Their empires were created through shell companies that took key sectors of the economy including media, energy and manufacturing, and strategically purchased key real estate in the United States, Canada, and across Europe most notably being condos and apartments on 721 5th Avenue New York City in the trump tower and many other developments by the Trump Organisation. These men have held power over the state and helped keep their boss in power.

 In Uganda, as if reading from the same script, the regime has made it a point to enrich a section, a small group of oligarchs, most of them with close  links or former comrades of the man whom they have in turn helped keep in power for the last 36 years.
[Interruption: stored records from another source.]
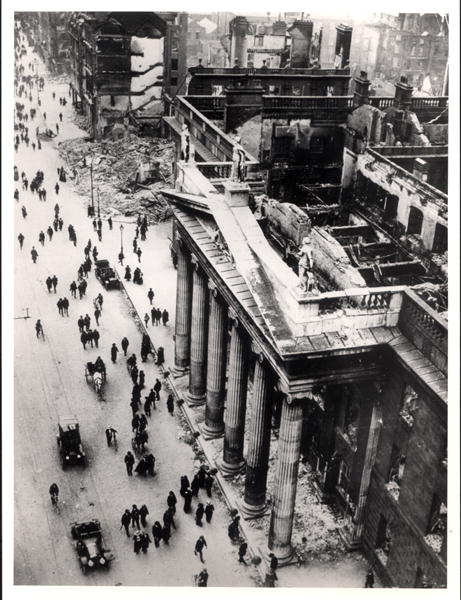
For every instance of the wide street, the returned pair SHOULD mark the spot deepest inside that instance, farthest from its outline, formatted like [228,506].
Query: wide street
[49,382]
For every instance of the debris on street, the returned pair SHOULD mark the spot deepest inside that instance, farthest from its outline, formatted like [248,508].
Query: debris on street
[118,168]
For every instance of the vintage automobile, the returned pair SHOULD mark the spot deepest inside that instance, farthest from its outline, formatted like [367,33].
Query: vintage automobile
[106,275]
[89,545]
[69,442]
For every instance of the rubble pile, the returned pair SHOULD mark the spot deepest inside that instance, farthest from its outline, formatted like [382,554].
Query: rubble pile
[116,166]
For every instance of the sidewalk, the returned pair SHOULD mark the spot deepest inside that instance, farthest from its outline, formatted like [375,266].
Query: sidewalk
[332,567]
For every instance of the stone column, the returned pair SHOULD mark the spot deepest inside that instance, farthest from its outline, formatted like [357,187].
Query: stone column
[288,454]
[216,365]
[234,418]
[199,334]
[183,310]
[254,503]
[355,539]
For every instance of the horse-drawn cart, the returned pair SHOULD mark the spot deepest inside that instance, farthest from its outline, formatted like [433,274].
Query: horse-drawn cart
[96,375]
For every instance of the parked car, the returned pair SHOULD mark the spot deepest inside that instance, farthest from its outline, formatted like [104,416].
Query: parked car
[89,545]
[69,442]
[106,274]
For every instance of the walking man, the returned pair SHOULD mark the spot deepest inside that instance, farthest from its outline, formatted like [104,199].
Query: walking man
[199,545]
[113,353]
[129,462]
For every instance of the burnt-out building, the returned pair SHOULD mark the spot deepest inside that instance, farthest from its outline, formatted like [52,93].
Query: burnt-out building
[121,63]
[354,371]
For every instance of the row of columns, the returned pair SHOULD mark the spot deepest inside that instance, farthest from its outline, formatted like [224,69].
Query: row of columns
[201,347]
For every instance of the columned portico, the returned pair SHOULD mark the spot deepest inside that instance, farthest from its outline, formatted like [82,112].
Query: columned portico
[199,335]
[254,503]
[216,364]
[234,416]
[288,455]
[183,310]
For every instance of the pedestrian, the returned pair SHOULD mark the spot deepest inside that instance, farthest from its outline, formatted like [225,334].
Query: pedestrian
[137,538]
[166,533]
[184,485]
[135,516]
[81,324]
[126,520]
[157,533]
[199,545]
[113,353]
[370,579]
[65,306]
[142,378]
[157,388]
[187,495]
[242,551]
[152,397]
[84,339]
[209,480]
[202,578]
[195,485]
[170,404]
[200,511]
[209,510]
[274,562]
[125,343]
[145,542]
[129,462]
[168,518]
[143,512]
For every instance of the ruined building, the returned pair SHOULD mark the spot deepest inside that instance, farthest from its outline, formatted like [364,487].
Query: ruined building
[121,63]
[315,304]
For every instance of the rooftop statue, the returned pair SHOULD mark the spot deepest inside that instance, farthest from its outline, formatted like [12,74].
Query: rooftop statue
[239,169]
[306,266]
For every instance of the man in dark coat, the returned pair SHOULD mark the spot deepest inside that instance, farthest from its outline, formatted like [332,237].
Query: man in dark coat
[209,510]
[200,511]
[187,500]
[170,404]
[135,516]
[125,343]
[126,520]
[81,324]
[157,533]
[113,353]
[129,462]
[199,545]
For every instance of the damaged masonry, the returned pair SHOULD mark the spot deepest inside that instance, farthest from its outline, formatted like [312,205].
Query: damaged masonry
[289,296]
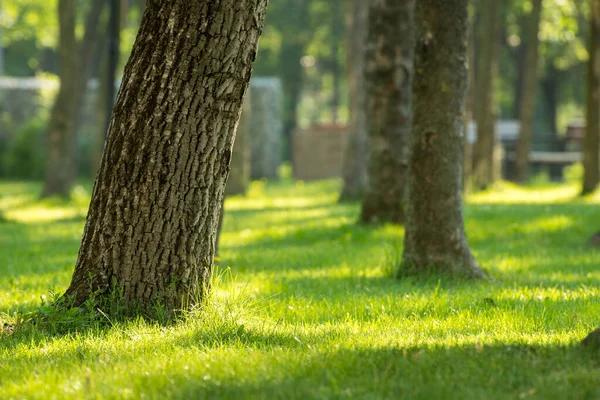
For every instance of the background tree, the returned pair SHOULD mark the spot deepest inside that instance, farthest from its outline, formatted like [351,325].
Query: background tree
[60,167]
[152,221]
[434,232]
[527,111]
[354,173]
[76,60]
[389,71]
[591,148]
[484,106]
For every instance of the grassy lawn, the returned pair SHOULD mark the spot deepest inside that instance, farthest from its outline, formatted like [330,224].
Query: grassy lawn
[305,307]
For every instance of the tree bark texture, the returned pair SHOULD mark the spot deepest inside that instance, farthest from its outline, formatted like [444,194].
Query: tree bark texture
[354,169]
[435,238]
[591,146]
[529,88]
[388,73]
[151,227]
[486,60]
[61,161]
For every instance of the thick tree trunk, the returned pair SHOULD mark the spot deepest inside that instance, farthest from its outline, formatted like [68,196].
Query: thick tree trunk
[150,232]
[483,151]
[61,160]
[529,88]
[354,171]
[435,238]
[388,73]
[591,147]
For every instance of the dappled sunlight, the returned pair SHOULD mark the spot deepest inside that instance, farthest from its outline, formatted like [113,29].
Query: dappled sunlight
[509,193]
[301,286]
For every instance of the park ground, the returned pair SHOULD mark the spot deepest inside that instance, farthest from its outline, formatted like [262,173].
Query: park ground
[305,306]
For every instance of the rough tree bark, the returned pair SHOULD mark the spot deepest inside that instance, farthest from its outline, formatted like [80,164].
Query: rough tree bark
[354,171]
[388,73]
[60,165]
[435,238]
[150,231]
[486,60]
[591,146]
[529,88]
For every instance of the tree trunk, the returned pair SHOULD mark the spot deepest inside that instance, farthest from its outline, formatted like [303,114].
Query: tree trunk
[150,232]
[529,88]
[114,42]
[63,144]
[388,72]
[591,147]
[354,171]
[435,238]
[470,107]
[292,77]
[239,178]
[61,161]
[483,151]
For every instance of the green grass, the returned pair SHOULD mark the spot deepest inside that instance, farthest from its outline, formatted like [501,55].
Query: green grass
[304,306]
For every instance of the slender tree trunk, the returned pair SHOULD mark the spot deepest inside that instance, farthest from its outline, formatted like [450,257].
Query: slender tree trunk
[519,54]
[354,171]
[591,147]
[529,88]
[550,88]
[151,227]
[483,151]
[389,73]
[76,66]
[337,32]
[435,238]
[114,46]
[61,159]
[292,74]
[470,107]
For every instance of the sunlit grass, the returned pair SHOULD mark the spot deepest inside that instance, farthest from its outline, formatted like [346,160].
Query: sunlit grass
[304,306]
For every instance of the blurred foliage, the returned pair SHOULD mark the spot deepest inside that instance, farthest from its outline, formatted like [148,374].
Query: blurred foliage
[305,43]
[23,154]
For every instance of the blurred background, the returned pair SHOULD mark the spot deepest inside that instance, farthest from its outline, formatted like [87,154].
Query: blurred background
[303,69]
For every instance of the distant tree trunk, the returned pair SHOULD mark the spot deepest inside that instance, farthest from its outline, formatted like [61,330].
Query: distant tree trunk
[483,150]
[470,107]
[239,177]
[292,74]
[529,88]
[435,238]
[389,73]
[591,147]
[60,167]
[61,170]
[519,53]
[150,231]
[354,172]
[550,88]
[114,42]
[337,33]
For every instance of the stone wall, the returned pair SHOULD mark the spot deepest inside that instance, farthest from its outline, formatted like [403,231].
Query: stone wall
[318,152]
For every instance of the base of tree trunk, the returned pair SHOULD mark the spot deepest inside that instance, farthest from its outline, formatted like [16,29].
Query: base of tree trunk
[462,265]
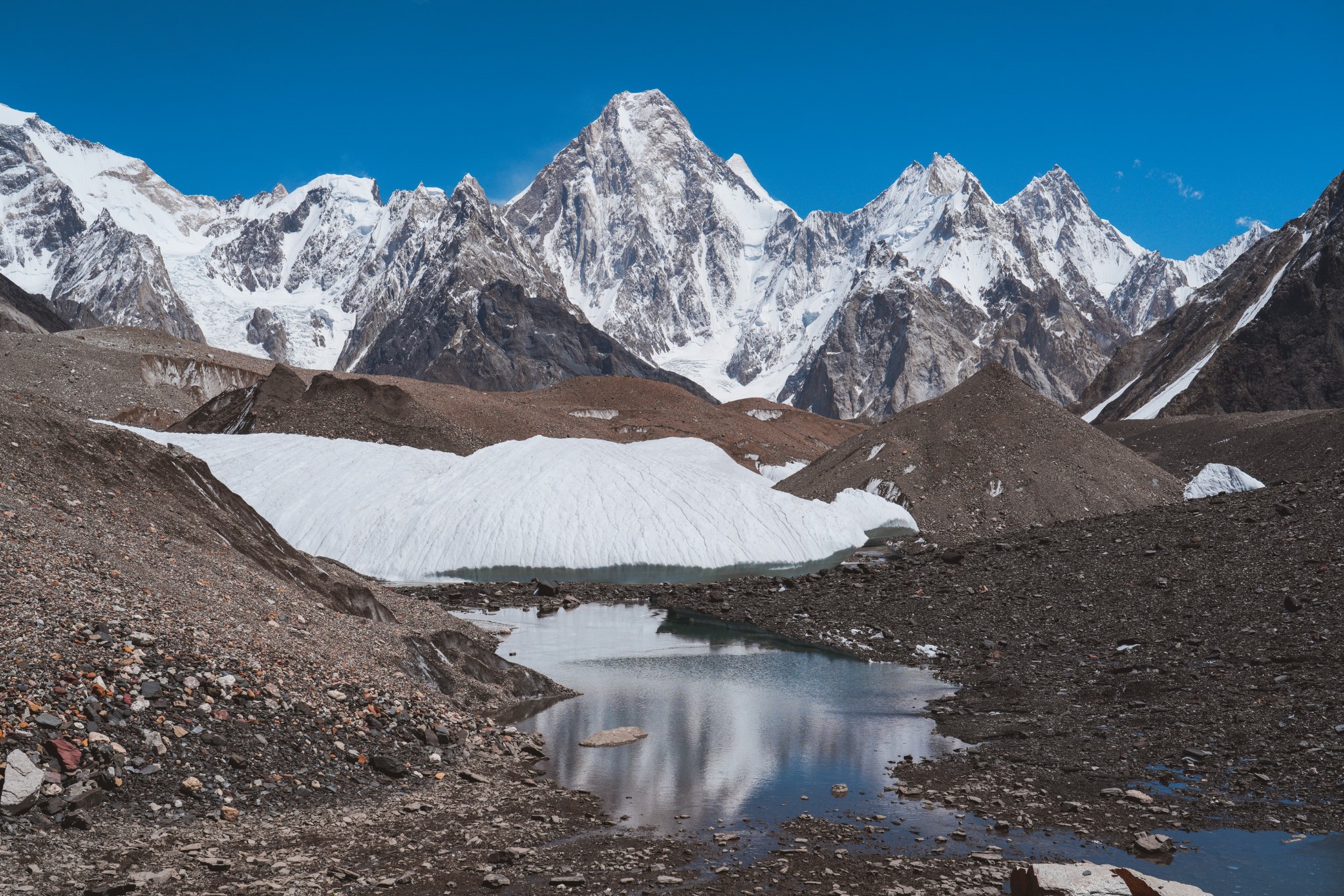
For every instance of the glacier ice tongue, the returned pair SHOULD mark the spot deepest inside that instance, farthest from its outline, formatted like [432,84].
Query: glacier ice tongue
[578,510]
[1221,479]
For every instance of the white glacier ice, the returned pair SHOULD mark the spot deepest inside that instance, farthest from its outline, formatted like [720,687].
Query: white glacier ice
[780,472]
[1221,479]
[577,510]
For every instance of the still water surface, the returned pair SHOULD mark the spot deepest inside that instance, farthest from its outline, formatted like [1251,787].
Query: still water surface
[742,725]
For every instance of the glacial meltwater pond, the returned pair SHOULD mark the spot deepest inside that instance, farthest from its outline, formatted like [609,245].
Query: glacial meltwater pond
[747,730]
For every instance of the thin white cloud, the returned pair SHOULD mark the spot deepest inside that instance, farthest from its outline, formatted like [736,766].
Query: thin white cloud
[1179,183]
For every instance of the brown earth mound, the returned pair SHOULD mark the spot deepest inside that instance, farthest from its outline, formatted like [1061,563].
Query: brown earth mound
[1276,446]
[990,455]
[457,419]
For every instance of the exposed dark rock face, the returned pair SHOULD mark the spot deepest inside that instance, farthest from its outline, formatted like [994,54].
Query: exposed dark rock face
[988,456]
[1268,335]
[269,332]
[895,342]
[691,264]
[112,277]
[461,300]
[23,312]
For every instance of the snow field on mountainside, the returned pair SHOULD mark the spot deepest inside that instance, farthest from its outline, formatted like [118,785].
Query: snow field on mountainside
[665,510]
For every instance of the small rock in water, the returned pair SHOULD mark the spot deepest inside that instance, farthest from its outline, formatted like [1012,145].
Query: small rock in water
[1152,843]
[614,737]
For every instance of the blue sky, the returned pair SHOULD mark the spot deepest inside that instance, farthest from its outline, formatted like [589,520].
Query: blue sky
[1177,120]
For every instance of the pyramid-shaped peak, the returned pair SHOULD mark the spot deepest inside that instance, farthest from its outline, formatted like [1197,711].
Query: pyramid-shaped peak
[990,455]
[946,175]
[469,190]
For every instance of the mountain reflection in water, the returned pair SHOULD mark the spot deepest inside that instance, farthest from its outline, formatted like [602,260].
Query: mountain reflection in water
[740,722]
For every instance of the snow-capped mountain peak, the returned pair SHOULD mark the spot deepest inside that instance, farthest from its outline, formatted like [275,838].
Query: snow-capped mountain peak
[679,255]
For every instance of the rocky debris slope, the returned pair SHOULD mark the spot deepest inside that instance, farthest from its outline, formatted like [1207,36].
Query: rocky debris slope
[22,312]
[326,275]
[1101,661]
[448,418]
[1274,446]
[992,455]
[686,258]
[679,255]
[132,375]
[497,317]
[170,657]
[1264,336]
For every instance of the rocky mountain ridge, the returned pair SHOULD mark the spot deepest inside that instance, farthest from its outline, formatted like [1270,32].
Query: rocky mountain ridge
[636,249]
[686,258]
[1264,336]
 A look at the process of privatisation reveals the same Putin-like style of sharing parastatals among his comrades who have amassed a lot of wealth as a result.

Others have since acquired key positions and embezzled funds through an array of corruption scandals.

The privatisation of local banks in such underhand deals was the most dramatic with the closure of Greenland bank, Teefe, Uganda Commercial Bank, Crane bank, and the Uganda Cooperatives Bank whose initial financiers, the many farmers’ cooperatives, also met a natural death.

 The way land was initially opened up for private ownership and the subsequent distribution of key pieces of land is also indicative of the same kleptocratic tendencies that have characterised the distribution of wealth in Uganda. What was the fate of former government ranches, for example? How were they distributed among private individuals and what was paid for their acquisition?

 The international community recently identified Uganda as a possible safe haven for money laundering and threatened to take action.

 The passing of these bills is in response to this categorisation. But my point is that the establishment can’t fight against the vice since the regime oligarchs survive by gaining wealth dubiously, and making it clean through purchase of large farms, key real estate and the creation of shell companies as vehicles for laundering money to havens and trading on big exchanges.

 It’s the beneficiaries of these schemes that are the guarantors and protectors of the regime that has given them the environment to thrive and will quash any opposition to the regime.

 Instead, these laws could be used to selectively target and curtail the capacity of opposition political parties to mobilise resources both internally and externally, and therefore fail to organise and mobilise the masses around their agenda.